Even some conservatives, who typically decry discussion of "root causes" of terrorism against America, have a different take on Russian policy in Chechnya. In National Review's The Corner Alex Alexiev wrote about Kremlin-related "root causes" of Chechen terrorism: "it is impossible to imagine a harsher and more brutal treatment than the one Moscow and its henchmen have been inflicting on the local populace for the past decade."

Unfortunately, there is no reason to believe that America is exempt from the same sort of blowback. The fact that the U.S. is not Russia, and it is not, is true but irrelevant. The determining issue is what those on the receiving end of American policies believe.

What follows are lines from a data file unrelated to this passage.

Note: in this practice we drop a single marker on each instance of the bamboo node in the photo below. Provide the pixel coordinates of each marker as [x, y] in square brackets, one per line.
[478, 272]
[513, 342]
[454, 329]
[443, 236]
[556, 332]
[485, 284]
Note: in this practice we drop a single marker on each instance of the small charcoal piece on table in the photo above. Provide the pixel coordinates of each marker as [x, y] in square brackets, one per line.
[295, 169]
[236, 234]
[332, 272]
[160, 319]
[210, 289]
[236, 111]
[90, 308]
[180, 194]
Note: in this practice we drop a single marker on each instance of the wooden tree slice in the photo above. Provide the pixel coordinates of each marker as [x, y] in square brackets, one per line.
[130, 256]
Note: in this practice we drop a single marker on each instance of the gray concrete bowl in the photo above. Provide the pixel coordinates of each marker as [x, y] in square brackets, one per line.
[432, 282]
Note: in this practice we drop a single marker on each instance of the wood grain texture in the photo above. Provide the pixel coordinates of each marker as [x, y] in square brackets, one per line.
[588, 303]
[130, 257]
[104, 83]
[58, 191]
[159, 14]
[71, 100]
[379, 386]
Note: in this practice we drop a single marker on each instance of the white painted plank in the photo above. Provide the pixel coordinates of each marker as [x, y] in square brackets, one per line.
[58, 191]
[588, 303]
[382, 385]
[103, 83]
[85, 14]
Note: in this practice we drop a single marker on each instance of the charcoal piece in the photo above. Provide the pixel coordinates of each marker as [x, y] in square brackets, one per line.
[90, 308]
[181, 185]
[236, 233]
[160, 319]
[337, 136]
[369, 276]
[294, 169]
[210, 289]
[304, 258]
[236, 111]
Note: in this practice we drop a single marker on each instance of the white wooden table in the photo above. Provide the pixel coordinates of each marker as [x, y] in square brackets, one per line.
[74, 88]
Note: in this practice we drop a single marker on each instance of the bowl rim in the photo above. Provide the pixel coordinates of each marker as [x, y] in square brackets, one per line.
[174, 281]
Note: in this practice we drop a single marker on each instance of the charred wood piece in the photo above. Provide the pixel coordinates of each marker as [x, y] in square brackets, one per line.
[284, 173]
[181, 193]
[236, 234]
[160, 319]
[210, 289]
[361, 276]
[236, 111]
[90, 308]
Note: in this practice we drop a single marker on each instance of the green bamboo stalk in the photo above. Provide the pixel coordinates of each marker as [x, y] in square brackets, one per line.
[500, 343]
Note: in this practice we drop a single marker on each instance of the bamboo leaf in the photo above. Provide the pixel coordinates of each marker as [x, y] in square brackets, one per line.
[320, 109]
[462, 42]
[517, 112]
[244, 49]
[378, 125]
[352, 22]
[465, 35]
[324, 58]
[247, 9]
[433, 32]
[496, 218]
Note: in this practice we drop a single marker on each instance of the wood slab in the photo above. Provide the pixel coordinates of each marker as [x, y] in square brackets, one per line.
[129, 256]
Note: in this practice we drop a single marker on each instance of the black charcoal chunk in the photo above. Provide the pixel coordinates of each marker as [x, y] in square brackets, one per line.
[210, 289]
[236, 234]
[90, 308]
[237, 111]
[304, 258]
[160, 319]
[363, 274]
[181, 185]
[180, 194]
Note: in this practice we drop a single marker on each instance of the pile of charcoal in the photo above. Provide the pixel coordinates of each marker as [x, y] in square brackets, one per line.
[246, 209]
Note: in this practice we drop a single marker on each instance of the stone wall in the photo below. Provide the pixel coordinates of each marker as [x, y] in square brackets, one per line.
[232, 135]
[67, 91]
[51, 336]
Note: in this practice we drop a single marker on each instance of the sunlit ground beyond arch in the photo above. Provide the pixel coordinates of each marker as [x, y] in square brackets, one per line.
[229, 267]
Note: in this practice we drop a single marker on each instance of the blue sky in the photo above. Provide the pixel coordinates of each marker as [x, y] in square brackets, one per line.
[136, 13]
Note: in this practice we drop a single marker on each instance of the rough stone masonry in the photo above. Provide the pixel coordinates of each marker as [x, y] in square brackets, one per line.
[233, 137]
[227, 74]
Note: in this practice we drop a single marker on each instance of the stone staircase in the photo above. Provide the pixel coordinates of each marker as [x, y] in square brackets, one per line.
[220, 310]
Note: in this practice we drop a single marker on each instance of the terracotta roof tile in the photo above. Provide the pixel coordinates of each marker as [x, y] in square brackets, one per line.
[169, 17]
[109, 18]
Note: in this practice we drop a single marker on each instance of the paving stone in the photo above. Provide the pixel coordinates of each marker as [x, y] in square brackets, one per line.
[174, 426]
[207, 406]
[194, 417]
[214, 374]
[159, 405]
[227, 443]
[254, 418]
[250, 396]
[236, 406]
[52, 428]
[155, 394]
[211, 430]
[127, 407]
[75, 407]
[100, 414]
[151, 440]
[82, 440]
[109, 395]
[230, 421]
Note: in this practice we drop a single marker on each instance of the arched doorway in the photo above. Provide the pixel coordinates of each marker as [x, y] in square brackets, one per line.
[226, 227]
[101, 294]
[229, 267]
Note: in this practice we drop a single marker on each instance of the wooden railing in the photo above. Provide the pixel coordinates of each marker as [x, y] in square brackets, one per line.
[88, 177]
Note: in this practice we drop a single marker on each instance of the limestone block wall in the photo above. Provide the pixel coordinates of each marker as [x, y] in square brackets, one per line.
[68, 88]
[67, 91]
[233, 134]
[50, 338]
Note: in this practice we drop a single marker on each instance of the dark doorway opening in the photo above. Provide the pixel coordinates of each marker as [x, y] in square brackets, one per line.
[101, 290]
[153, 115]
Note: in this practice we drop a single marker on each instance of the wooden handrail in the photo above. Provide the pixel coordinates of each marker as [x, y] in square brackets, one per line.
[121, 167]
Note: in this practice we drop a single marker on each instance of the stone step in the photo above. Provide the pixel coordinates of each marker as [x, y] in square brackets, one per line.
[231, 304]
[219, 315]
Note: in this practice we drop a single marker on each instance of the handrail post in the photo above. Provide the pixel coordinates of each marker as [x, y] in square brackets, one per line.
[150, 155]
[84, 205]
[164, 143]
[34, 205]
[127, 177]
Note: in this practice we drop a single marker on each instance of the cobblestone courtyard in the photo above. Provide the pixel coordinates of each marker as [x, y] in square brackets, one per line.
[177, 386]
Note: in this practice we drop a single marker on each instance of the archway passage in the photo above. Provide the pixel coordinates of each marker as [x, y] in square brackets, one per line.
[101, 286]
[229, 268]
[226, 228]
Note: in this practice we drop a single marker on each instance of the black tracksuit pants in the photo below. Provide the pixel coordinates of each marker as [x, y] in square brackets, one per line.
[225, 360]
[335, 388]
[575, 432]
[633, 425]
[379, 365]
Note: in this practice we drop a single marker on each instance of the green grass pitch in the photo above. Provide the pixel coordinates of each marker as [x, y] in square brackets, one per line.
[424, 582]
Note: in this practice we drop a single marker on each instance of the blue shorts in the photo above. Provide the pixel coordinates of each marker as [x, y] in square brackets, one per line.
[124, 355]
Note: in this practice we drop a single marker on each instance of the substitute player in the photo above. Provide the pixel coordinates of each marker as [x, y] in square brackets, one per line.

Consider the newly released WikiLeaks video of U.S. forces killing a dozen or so Iraqi civilians. Particularly striking was the attack on a second group of civilians who drove up to aid a wounded Iraqi--who had no weapon. One American soldier commented after the wounding of two children, whose father was killed: "Well it's their fault for bringing their kids into a battle"--at a time when entire Iraqi cities were potential battlegrounds. One can cite the fog of war as justification for the killings, but that is unlikely to placate relatives and friends of those who died. It would hardly surprise if an event like this pushed some angry young men toward insurgency and/or terrorism.

The same problem is evident in Afghanistan. Gen. Stanley McChrystal recently admitted: "We've shot an amazing number of people [at checkpoints] and killed a number and, to my knowledge, none has proven to have been a real threat to the force." Yet, he added, he knew of no case when "we have engaged in an escalation of force incident and hurt someone has it turned out that the vehicle had a suicide bomb or weapons in it."

There is no reason to expect Afghans, or Muslims elsewhere, to cheerfully wave off such deaths. We Americans may believe that we are beautiful. But others around the world likely are less convinced as the U.S. government is killing people, supporting tyrants, and engaging in other less than beautiful behavior. The fact that we believe, however reasonably, such conduct to be necessary--that "the price is worth it"--does not mean others will agree with us.

Terrorism cannot be justified, whether committed by Russian anarchists, Tamil Tigers, Basque separatists, the Irish Republican Army, Chechen militants, al-Qaeda, Palestinians, or Afghan and Iraqi insurgents. But terrorism can be understood and explained. And we should use that knowledge in making policy. It may be inevitable that the U.S. government will make some enemies. However, Washington should stop carelessly making unnecessary enemies.

America is not invulnerable. Washington cannot expect to act in the world without consequence. Jesus insisted that people "count the cost" before following him (Luke 14:28). Policymakers should do the same before they casually thrust the U.S. into military conflicts, political struggles, and other volatile controversies abroad. It turns out that the cost of global intervention can be high indeed.